Tout cela, il faut l'avouer, n'apparaît pas très clairement à la représentation, que celle-ci ait lieu à Paris ou à Moscou. Le disque offre cet appréciable avantage de laisser toute licence à l'imagination...
De dix-sept ans plus jeune que Gounod, Léo Delibes n'était pas non plus un débutant quand il donna son premier grand ballet. Mais son bagage était d'un tout autre genre. Alors que l'auteur de Faust, Grand Prix de Rome, devait sa réputation à plusieurs Messes, un Requiem, un Te Deum, deux Symphonies et des ouvrages lyriques jugés trop savants, Delibes, élève besogneux d'Adolphe Adam, avait commis une quinzaine d'opérettes aux titres éloquents : Deux sous de charbon, l'Omelette à la Follembuche, le Serpent à plumes et autres joyeusetés. Fournisseur des Folies-Nouvelles d'Hervé et des Bouffes-Parisiens d'Offenbach, il avait cependant écrit en 1865 une cantate de circonstance, Alger, qui fut exécutée à l'Opéra le jour de la fête de l'Empereur pour célébrer à la fois le voyage de Napoléon III en Algérie et la visite d'Abd-el-Kader à Paris. Delibes, depuis peu chef de chant à l'Opéra, devait cette commande flatteuse à la protection de son directeur, Émile Perrin. C'est encore à Perrin qu'il dut de reparaître dès l'année suivante à l'affiche de l'Académie Impériale comme co-auteur d'un ballet en deux actes : la Source. Il en composa deux tableaux, les deux autres étant dévolus au Viennois Ludwig Minkus, le futur « esclave » de Marius Petipa à Saint-Pétersbourg. Ce fut un très honorable succès : 73 représentations en dix ans, auxquelles il convient d'ajouter plus de 230 représentations de Soir de Fête, ravissant ballet réglé par Léo Staats en 1921 sur la musique de Delibes pour la Source. A ce brillant début dans la musique de ballet succéda le Pas des Fleurs, destiné à étoffer une reprise (1867) du Corsaire de son défunt maître Adam. En 1870, enfin, Léo Delibes put signer seul la partition d'un grand ballet : Coppélia.

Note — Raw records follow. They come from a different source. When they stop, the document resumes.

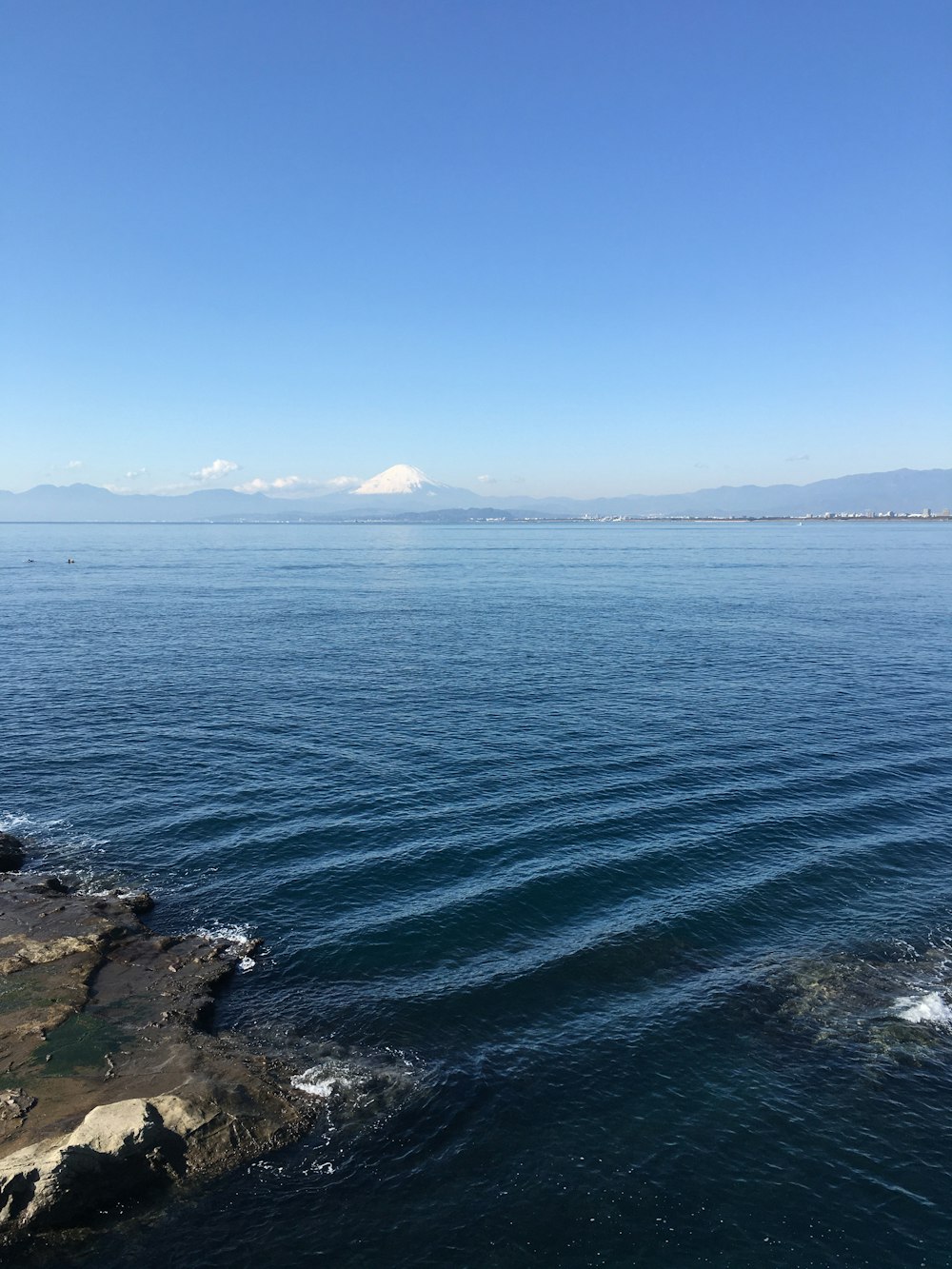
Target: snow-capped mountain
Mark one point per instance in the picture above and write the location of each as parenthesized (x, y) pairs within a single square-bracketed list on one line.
[(400, 479)]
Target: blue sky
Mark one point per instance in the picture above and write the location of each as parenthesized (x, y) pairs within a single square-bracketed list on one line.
[(570, 248)]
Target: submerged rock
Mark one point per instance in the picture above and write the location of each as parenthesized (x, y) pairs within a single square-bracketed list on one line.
[(11, 853), (112, 1084)]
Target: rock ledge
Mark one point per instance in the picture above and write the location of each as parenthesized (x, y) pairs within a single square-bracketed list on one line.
[(110, 1085)]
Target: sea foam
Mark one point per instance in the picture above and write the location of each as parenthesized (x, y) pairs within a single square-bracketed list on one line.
[(927, 1008)]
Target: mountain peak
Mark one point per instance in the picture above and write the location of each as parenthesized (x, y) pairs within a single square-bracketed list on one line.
[(400, 479)]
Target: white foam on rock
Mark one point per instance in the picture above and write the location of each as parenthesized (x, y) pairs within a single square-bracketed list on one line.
[(322, 1081), (927, 1008)]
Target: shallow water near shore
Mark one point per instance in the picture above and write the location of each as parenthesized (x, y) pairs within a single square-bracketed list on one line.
[(628, 846)]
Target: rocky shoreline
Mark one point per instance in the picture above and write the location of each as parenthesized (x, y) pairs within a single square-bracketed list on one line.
[(112, 1084)]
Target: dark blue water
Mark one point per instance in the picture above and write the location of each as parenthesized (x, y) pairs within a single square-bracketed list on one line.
[(628, 845)]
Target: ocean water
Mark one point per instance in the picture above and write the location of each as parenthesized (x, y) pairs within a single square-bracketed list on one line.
[(605, 872)]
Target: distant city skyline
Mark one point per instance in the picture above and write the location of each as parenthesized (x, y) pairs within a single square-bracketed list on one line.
[(536, 248)]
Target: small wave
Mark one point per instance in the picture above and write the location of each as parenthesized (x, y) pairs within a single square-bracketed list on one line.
[(318, 1084), (239, 940), (927, 1008)]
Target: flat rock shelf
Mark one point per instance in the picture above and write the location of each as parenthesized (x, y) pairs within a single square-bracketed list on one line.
[(112, 1084)]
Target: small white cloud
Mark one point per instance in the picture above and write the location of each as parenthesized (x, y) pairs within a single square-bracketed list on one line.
[(296, 485), (220, 467)]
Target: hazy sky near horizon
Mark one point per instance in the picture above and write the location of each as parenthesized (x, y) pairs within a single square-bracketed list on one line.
[(527, 245)]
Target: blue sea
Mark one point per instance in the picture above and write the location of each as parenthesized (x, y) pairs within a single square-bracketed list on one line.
[(615, 861)]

Charles Nuitter (le traducteur de Richard Wagner) et Arthur Saint-Léon (célèbre danseur, chorégraphe et... virtuose du violon), s'étaient librement inspirés d'un conte d'E. T. A. Hoffmann, Der Sandmann (L'Homme au Sable), qui devait également servir aux Contes d'Hoffmann d'Offenbach ; mais leur livret, avec son dénouement optimiste, ne retenait que le cadre et les accessoires pittoresques de l'anecdote romantique.
Dans une petite ville d'Europe centrale, Franz, fiancé de Swanilda, passe son temps sous les fenêtres de Coppélia, dont il est tombé amoureux. En réalité, celle qu'il croit être la fille de Coppélius n'est qu'une des poupées mécaniques auxquelles ce vieux bricoleur s'efforce en vain d'insuffler la vie. En dépit des tentatives de Swanilda pour le retenir auprès d'elle (qui s'expriment notamment dans la Ballade de l'épi, cette jolie romance sans paroles), Franz s'introduit chez Coppélius pour déclarer sa flamme. L'inquiétant bonhomme le surprend, lui fait boire un vin soporifique et se met en devoir de prélever les « esprits animaux » de l'intrus pour les insuffler à Coppélia. La poupée s'anime, au point de jouer de méchants tours à son créateur. Swanilda — car c'est elle qui s'est substituée à l'automate — réveille Franz, enfin guéri de sa funeste passion. Dans un troisième acte que l'Opéra ne joue plus depuis 1872, mais que l'étranger a conservé pour son intérêt chorégraphique, Franz épouse Swanilda parmi de grandes réjouissances.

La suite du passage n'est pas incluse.